Three-Dimensional MHD Magnetic Reconnection Simulations with Finite Guide Field: Proposal of the Shock-Evoking Positive-Feedback Model

TL;DR

This paper introduces a 3D MHD simulation model demonstrating that interactions between multiple tearing layers in a current sheet create a positive-feedback system, significantly enhancing magnetic reconnection rates compared to classical models.

Contribution

The study proposes the shock-evoking positive-feedback model, revealing how 3D interactions and slow-mode shocks accelerate magnetic reconnection beyond traditional 2D or single-perturbation models.

Findings

Enhanced reconnection rate compared to Sweet-Parker model

Formation of flux tubes and slow-mode shocks

Positive-feedback system absent in 2D or single-mode reconnection

Abstract

Using a three-dimensional magnetohydrodynamic model, we simulate the magnetic reconnection in a single current sheet. We assume a finite guide field, a random perturbation on the velocity field and uniform resistivity. Our model enhances the reconnection rate relative to the classical Sweet-Parker model in the same configuration. The efficiency of magnetic energy conversion is increased by interactions between the multiple tearing layers coexisting in the global current sheet. This interaction, which forms a positive-feedback system, arises from coupling of the inflow and outflow regions in different layers across the current sheet. The coupling accelerates the elementary reconnection events, thereby enhancing the global reconnection rate.
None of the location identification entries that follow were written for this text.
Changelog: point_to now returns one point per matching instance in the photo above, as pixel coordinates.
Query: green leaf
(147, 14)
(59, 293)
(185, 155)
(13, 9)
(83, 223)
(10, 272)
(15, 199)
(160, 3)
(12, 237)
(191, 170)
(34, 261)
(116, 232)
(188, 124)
The reconnection establishes flux tubes along each tearing layer. Slow-mode shocks gradually form along the outer boundaries of these tubes, further accelerating the magnetic energy conversion.Such positive-feedback system is absent in two-dimensional simulation, three-dimensional reconnection without a guide field and a reconnection under a single perturbation mode. We refer to our model as the "shock-evoking positive-feedback" model.